Data comes in various sizes and shapes and it is important to know about these so that the proper analysis can be used on the data. There are usually 4 scales of measurement that must be considered:

1. Nominal Data
   • classification data, e.g. m/f
   • no ordering, e.g. it makes no sense to state that M > F
   • arbitrary labels, e.g., m/f, 0/1, etc

2. Ordinal Data
   • ordered but differences between values are not important
   • e.g., political parties on left to right spectrum given labels 0, 1, 2
   • e.g., Likert scales, rank on a scale of 1..5 your degree of satisfaction
   • e.g., restaurant ratings

3. Interval Data
   • ordered, constant scale, but no natural zero
   • differences make sense, but ratios do not (e.g., 30°-20°=20°-10°, but 20°/10° is not twice as hot!
   • e.g., temperature (C,F), dates

4. Ratio Data
   • ordered, constant scale, natural zero
   • e.g., height, weight, age, length

Some computer packages (e.g. JMP) use these scales of measurement to make decisions about the type of analyses that should be performed. Also, some packages make no distinction between Interval or Ratio data calling them both continuous. However, this is, technically, not quite correct.

Only certain operations can be performed on certain scales of measurement. The following list summarizes which operations are legitimate for each scale. Note that you can always apply operations from a 'lesser scale' to any particular data, e.g. you may apply nominal, ordinal, or interval operations to an interval scaled datum.

• Nominal Scale. You are only allowed to examine if a nominal scale datum is equal to some particular value or to count the number of occurrences of each value. For example, gender is a nominal scale variable. You can examine if the gender of a person is F or to count the number of males in a sample.

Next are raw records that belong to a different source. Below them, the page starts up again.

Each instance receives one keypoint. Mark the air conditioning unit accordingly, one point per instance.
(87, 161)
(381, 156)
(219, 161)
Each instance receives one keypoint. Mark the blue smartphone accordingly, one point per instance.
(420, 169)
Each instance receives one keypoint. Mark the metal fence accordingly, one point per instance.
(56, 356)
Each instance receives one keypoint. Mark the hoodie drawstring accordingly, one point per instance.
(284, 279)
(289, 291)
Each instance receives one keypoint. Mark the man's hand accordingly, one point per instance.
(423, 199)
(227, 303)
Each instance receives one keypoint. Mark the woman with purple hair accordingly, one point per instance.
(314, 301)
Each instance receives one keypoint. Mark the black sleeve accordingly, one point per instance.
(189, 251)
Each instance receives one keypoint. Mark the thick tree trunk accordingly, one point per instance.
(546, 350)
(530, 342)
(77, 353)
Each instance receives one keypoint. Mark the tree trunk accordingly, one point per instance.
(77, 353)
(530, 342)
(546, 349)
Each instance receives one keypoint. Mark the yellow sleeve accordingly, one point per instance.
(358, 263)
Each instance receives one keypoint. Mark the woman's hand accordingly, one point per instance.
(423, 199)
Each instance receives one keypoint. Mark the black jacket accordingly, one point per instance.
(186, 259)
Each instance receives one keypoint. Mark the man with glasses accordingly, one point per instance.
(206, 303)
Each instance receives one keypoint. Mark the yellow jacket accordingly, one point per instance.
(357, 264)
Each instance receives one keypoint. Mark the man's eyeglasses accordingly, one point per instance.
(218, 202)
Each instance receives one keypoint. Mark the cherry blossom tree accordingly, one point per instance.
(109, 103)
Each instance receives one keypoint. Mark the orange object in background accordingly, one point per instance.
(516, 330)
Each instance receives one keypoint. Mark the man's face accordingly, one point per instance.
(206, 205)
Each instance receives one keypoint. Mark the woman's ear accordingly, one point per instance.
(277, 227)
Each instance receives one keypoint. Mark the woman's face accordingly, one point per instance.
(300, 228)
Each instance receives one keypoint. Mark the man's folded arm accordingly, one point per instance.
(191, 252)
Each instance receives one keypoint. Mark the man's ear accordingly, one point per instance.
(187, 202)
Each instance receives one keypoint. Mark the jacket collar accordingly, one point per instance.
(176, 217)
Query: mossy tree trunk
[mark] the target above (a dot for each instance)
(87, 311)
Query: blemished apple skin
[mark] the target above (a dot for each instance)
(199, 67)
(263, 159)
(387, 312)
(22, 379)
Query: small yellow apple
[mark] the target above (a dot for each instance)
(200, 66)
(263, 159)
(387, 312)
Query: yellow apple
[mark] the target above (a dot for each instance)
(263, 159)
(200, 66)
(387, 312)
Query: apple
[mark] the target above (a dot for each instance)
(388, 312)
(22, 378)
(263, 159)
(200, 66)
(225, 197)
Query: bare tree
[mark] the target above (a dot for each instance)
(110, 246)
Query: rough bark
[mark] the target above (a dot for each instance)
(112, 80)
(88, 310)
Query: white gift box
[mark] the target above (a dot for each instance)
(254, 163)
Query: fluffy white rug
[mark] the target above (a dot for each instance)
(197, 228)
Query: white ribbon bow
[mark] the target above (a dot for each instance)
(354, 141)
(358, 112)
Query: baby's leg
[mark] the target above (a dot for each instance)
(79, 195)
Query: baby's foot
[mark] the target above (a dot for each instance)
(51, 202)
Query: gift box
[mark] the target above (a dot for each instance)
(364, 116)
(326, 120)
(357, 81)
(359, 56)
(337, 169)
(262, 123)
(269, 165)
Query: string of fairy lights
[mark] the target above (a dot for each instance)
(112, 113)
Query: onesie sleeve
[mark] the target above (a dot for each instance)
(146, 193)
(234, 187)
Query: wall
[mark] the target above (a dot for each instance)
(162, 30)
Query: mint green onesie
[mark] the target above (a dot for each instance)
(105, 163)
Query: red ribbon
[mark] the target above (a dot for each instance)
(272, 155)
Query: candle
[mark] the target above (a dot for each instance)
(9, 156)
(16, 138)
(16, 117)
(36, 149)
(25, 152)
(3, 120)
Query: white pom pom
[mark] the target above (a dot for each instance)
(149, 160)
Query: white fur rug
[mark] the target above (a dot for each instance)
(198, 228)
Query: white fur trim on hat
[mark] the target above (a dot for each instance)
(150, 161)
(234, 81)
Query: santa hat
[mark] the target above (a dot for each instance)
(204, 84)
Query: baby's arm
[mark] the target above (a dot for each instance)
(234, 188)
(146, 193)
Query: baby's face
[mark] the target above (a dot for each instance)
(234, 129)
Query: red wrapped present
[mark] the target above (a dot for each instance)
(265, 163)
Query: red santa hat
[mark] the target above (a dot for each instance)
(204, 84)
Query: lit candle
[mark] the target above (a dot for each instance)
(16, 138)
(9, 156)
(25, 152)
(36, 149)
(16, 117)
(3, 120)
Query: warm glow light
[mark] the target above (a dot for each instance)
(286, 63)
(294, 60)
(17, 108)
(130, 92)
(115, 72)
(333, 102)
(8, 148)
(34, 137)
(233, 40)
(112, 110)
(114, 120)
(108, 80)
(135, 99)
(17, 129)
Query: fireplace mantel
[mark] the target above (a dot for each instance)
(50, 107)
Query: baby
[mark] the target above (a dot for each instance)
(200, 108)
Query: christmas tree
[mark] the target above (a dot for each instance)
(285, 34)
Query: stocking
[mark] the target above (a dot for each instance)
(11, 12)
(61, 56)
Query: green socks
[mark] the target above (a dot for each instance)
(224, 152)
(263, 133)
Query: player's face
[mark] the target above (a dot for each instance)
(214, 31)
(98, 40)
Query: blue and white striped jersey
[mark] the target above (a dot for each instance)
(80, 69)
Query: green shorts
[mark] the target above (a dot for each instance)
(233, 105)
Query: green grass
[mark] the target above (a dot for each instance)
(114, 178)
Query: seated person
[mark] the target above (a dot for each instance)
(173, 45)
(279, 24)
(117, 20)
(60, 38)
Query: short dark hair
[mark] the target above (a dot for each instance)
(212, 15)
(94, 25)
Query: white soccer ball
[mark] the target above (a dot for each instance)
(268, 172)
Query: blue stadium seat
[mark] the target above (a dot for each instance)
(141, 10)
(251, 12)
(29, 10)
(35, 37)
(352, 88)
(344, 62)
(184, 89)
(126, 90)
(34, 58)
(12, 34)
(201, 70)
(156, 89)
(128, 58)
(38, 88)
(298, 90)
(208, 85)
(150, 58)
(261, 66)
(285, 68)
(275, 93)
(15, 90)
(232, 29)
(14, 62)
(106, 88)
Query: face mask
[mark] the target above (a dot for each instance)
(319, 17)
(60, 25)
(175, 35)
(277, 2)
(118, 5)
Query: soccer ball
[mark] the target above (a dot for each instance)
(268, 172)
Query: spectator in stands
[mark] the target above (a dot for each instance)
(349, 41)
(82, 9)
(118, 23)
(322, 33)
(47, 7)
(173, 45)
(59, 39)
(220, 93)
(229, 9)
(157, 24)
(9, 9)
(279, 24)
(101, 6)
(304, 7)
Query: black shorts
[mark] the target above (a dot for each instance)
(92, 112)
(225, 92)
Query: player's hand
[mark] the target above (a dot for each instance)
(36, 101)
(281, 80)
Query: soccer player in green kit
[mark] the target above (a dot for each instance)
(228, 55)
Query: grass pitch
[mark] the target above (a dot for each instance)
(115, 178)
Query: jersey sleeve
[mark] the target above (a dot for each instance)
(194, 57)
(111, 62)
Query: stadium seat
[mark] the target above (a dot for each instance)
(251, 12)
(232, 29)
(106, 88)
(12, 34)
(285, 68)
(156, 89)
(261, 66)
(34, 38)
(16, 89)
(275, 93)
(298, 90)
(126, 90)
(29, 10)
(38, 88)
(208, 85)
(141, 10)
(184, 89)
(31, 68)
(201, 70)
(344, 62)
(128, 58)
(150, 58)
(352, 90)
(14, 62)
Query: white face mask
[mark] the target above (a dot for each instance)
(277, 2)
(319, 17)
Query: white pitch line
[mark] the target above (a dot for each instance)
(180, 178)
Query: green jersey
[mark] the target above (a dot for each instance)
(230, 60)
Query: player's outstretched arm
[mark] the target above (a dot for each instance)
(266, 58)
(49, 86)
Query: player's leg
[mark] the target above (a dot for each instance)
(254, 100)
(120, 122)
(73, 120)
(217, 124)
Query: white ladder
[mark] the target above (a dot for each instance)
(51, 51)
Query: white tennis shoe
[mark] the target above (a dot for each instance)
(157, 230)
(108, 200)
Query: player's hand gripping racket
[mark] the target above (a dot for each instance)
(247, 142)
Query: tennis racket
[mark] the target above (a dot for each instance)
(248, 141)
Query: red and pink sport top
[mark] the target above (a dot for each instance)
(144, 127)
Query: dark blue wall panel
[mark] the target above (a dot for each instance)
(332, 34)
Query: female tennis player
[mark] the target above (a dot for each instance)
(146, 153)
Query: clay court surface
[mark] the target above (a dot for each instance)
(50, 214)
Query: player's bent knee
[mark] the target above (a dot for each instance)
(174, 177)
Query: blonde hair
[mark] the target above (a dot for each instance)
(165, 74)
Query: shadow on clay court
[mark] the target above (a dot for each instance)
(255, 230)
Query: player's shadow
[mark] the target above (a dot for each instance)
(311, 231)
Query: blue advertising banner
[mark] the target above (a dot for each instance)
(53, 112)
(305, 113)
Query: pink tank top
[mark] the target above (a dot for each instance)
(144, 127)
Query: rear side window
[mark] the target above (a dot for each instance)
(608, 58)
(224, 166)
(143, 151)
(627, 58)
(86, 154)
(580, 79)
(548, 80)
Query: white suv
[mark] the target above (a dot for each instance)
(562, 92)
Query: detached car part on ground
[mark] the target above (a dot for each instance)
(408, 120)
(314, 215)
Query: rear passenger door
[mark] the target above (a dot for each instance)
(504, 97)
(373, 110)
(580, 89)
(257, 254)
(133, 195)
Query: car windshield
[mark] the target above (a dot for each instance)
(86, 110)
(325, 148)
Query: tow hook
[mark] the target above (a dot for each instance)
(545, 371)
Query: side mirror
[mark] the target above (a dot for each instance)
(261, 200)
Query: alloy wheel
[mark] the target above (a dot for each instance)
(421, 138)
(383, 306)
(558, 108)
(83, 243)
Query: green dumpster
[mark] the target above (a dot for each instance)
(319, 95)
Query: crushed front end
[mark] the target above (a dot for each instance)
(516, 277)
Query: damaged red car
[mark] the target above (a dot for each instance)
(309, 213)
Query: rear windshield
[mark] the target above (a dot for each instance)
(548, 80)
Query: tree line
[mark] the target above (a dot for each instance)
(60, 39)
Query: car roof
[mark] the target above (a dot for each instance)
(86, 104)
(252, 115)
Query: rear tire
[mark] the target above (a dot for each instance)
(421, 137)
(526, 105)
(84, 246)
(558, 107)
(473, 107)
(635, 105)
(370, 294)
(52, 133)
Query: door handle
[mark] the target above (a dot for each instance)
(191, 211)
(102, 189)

• Ordinal Scale. You are also allowed to examine if an ordinal scale datum is less than or greater than another value. Hence, you can 'rank' ordinal data, but you cannot 'quantify' differences between two ordinal values. For example, political party is an ordinal datum with the NDP to left of Conservative Party, but you can't quantify the difference. Another example, are preference scores, e.g. ratings of eating establishments where 10=good, 1=poor, but the difference between an establishment with a 10 ranking and an 8 ranking can't be quantified.

• Interval Scale. You are also allowed to quantify the difference between two interval scale values but there is no natural zero. For example, temperature scales are interval data with 25C warmer than 20C and a 5C difference has some physical meaning. Note that 0C is arbitrary, so that it does not make sense to say that 20C is twice as hot as 10C.

• Ratio Scale. You are also allowed to take ratios among ratio scaled variables. Physical measurements of height, weight, length are typically ratio variables. It is now meaningful to say that 10 m is twice as long as 5 m. This ratio hold true regardless of which scale the object is being measured in (e.g. meters or yards). This is because there is a natural zero.

Frequently Asked Questions (FAQ)

1. What is a natural zero

   Some scales of measurement have a natural zero and some do not. For example, height, weight etc have a natural 0 at no height or no weight. Consequently, it makes sense to say that 2m is twice as large as 1m. Both of these variables are ratio scale.

   On the other hand, year and temperature (C) do not have a natural zero. The year 0 is arbitrary and it is not sensible to say that the year 2000 is twice as old as the year 1000. Similarly, 0C is arbitary (why pick the freezing point of water?) and it again does not make sense to say that 20C is twice as hot as 10C. Both of these variables are interval scale.